Building The LinkedIn Knowledge Graph with Machine Learning
Adam Rifkin stashed this in Interest Graph!
LinkedIn's knowledge graph was built with machine learning.
LinkedIn’s knowledge graph is a large knowledge base built upon “entities” on LinkedIn, such as members, jobs, titles, skills, companies, geographical locations, schools, etc. These entities and the relationships among them form the ontology of the professional world and are used by LinkedIn to enhance its recommender systems, search, monetization and consumer products, and business and consumer analytics.
Creating a large knowledge base is a big challenge. Websites like Wikipedia and Freebase primarily rely on direct contributions from human volunteers. Other related work, such as Google's Knowledge Vault and Microsoft's Satori, focuses on automatically extracting facts from the internet for constructing knowledge bases. Different from these efforts, we derive LinkedIn’s knowledge graph primarily from a large amount of user-generated content from members, recruiters, advertisers, and company administrators, and supplement it with data extracted from the internet, which is noisy and can have duplicates. The knowledge graph needs to scale as new members register, new jobs are posted, new companies, skills, and titles appear in member profiles and job descriptions, etc.
To solve the challenges we face when building the LinkedIn knowledge graph, we apply machine learning techniques, which is essentially a process of data standardization on user-generated content and external data sources, in which machine learning is applied to entity taxonomy construction, entity relationship inference, data representation for downstream data consumers, insight extraction from graph, and interactive data acquisition from users to validate our inference and collect training data. LinkedIn’s knowledge graph is a dynamic graph. New entities are added to the graph and new relationships are formed continuously. Existing relationships can also change. For example, the mapping from a member to her current title changes when she has a new job. We need to update the LinkedIn knowledge graph in real time upon member profile changes and when new entities emerge.

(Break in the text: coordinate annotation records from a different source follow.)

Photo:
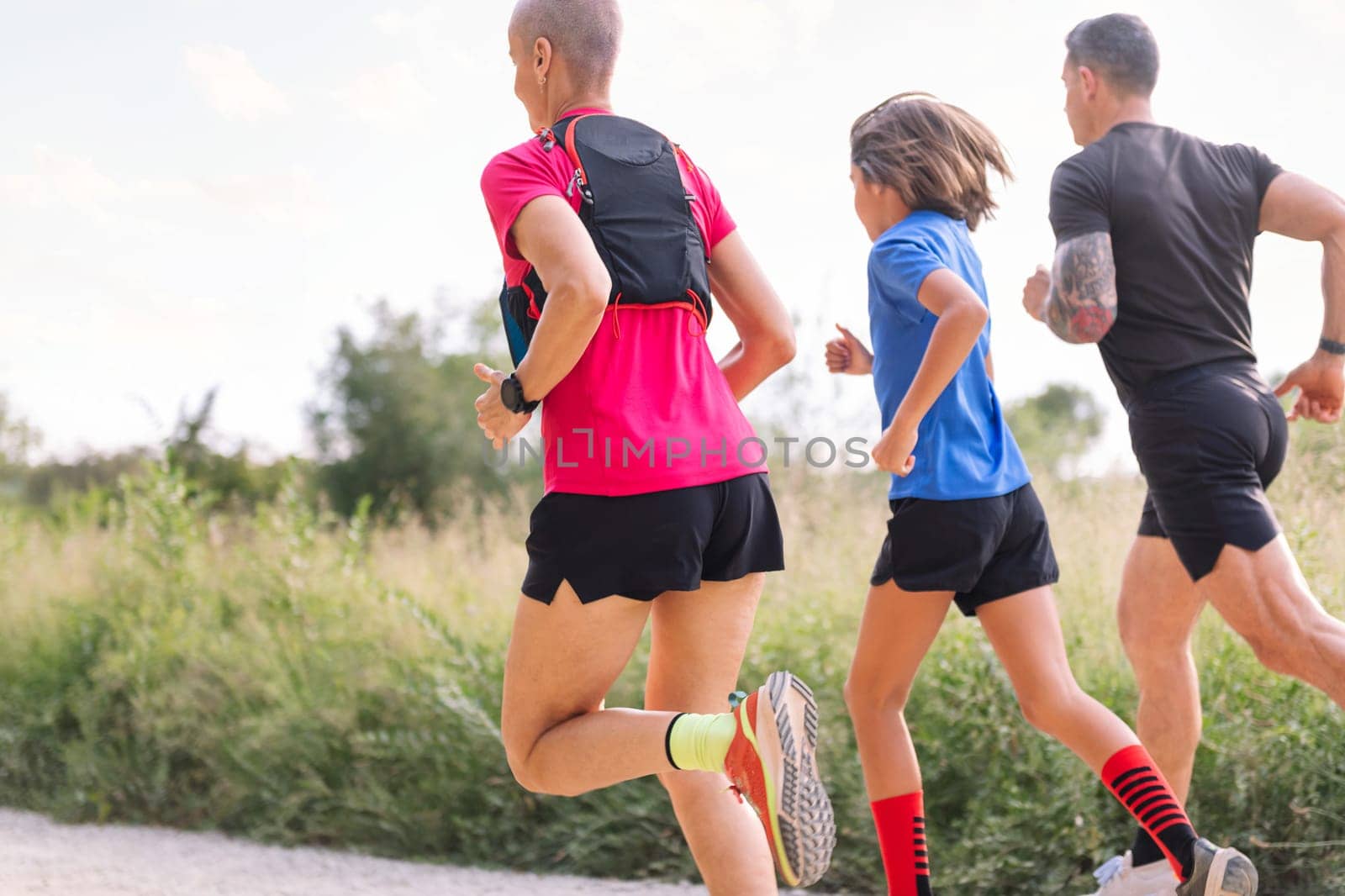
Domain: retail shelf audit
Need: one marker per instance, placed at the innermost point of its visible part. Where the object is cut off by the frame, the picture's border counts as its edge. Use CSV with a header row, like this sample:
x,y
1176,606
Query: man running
x,y
1154,233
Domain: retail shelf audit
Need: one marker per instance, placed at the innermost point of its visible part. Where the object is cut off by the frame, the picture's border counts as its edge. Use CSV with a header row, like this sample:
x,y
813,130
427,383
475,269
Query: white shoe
x,y
1120,878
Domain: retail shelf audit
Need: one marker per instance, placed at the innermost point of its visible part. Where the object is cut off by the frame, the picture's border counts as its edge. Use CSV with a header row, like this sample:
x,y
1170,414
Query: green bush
x,y
302,681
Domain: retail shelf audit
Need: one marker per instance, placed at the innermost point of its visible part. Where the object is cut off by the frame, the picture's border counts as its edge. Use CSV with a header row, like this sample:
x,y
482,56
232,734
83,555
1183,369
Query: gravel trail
x,y
40,856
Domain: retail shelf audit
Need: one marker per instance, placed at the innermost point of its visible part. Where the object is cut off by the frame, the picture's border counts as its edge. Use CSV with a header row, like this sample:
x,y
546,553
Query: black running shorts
x,y
1210,441
642,546
982,549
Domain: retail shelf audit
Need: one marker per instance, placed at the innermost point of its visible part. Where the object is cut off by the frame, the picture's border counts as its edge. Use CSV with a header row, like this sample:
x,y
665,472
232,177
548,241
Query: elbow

Construction of entity taxonomy:
For LinkedIn, an entity taxonomy consists of the identity of an entity (e.g., its identifier, definition, canonical name, and synonyms in different languages, etc.) and the attributes of an entity. Entities are created in two ways:
Organic entities are generated by users, where informational attributes are produced and maintained by users. Examples include members, premium jobs, companies created by their administrators, etc.
Auto-created entities are generated by LinkedIn. Since the member coverage of an entity (number of members who have this entity) is key to the value that data can drive across both monetization and consumer products, we focus on creating new entities for which we can map members to. By mining member profiles for entity candidates and utilizing external data sources and human validations to enrich candidate attributes, we created tens of thousands of skills, titles, geographical locations, companies, certificates, etc., to which we can map members.
To date, there are 450M members, 190M historical job listings, 9M companies, 200+ countries (where 60+ have granular geolocational data), 35K skills in 19 languages, 28K schools, 1.5K fields of study, 600+ degrees, 24K titles in 19 languages, and 500+ certificates, among other entities.
Normalizing the data:
Entities represent the nodes in the LinkedIn knowledge graph. We need to clean up user-generated organic entities, which can have meaningless names, invalid or incomplete attributes, stale content, or no member mapped to them. We inductively generate rules to identify inaccurate or problematic organic entities. For auto-created entities, the generation process includes:
Generate candidates. Each entity has a canonical name which is an English phrase in most cases. Entity candidates are common phrases in member profiles and job descriptions based on intuitive rules.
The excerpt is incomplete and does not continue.